The principal difference of the arrangement was that it enabled NHS staff to be embedded into the scheme itself, through sub-contracting agreements. Having clinical staff based in the scheme meant that customers can receive a higher level of support, and equally it enabled staff to work with different customers.
The two clear differences in staffing in the Care Support Plus scheme compared to more traditional models were the level of staffing, and the presence of NHS staff on site.
Concerning the level of staffing, this meant that the scheme could work with individuals who may previously have been too high risk for supported housing schemes to manage, for example those with forensic backgrounds. Provisions therefore included double staff cover twenty four hours per day. Staff were also required to have prior experience of working with people with mental health problems, and were also supported by risk management procedures embedded in the scheme.
On top of the higher level of staffing provided by the housing scheme, there was also a higher level of clinical input. This meant that more intensive work could be done with residents and issues could be addressed more quickly than if clinical staff were off site.
Among other clinical staff, the care coordinator, psychologist, and Occupational Therapist would be on site each week:
We can sit down with the Deputy Manager and the psychologist and Care Coordinator and work out a plan. In a traditional model you fire off emails and meet in three weeks' time while people are struggling. We can deal with things very quickly and very effectively here.
The high level of support also enabled staff to work intensively on the skills that customers need to develop in order to move on to more independent accommodation.
Feedback from a staff member suggested that this service provided the independence and rehabilitation work needed to empower people towards more independent living. This included intensive work around areas such as boundaries and safeguarding, to provide customers with the skills to avoid incidents such as financial exploitation when they move to less intensive support. As above, the key difference which complements the intensity of the service provided is the speed with which support plans can be put in place when issues arise.
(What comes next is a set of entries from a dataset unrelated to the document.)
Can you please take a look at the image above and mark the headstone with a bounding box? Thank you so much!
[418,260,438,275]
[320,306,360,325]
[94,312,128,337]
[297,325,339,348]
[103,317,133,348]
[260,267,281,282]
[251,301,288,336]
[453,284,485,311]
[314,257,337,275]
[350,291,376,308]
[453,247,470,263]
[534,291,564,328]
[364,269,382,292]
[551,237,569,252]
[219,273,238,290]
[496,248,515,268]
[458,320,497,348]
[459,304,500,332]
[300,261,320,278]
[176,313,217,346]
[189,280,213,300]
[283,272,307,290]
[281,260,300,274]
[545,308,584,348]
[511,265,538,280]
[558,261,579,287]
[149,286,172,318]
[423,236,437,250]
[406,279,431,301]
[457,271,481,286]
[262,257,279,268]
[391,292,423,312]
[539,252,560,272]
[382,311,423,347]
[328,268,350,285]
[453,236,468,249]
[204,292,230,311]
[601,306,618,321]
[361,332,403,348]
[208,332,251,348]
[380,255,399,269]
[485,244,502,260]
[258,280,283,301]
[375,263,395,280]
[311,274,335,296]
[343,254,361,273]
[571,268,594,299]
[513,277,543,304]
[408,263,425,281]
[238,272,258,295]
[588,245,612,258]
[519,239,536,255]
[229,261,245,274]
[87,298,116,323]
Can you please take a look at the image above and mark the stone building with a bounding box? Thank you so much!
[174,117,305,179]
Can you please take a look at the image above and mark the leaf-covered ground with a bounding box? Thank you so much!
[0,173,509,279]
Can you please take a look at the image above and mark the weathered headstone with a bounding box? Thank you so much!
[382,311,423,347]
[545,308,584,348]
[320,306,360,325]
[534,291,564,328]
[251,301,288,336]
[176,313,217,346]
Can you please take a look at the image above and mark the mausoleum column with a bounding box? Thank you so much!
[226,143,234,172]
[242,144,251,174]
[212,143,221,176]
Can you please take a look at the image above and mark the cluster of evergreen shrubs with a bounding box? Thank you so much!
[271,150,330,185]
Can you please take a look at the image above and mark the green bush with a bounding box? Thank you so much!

From the customer perspective the most important element of the service from the interview was the activities:
I just think it's brilliant we do an activity every day.
This reflected the work toward skills for independent living and the personal goals that had been achieved by the customer through the scheme. The activities available in the scheme were also compared to the customer's experience of residential care, where daily activities were not available to the same level. This was also reinforced by the customer as they said the availability of daily activities was the main thing for a future development to bear in mind. This reflected that beyond the essential provision of clinical support, there are a wide range of interventions which support and enhance daily life.
Certain shortfalls were also identified in the services provided by the scheme. In particular this included the need renegotiate the exact level of clinical input at the scheme in order to provide customers with the right level of support.
This highlights the need for open dialogue between partners and the role that a joint commissioning can play in bringing about effective support for excluded groups. Overall the member of staff interviewed said that joint commissioning of the scheme addressed a problem which was both costly, and not serving a community which could benefit from a better level of care in supported accommodation.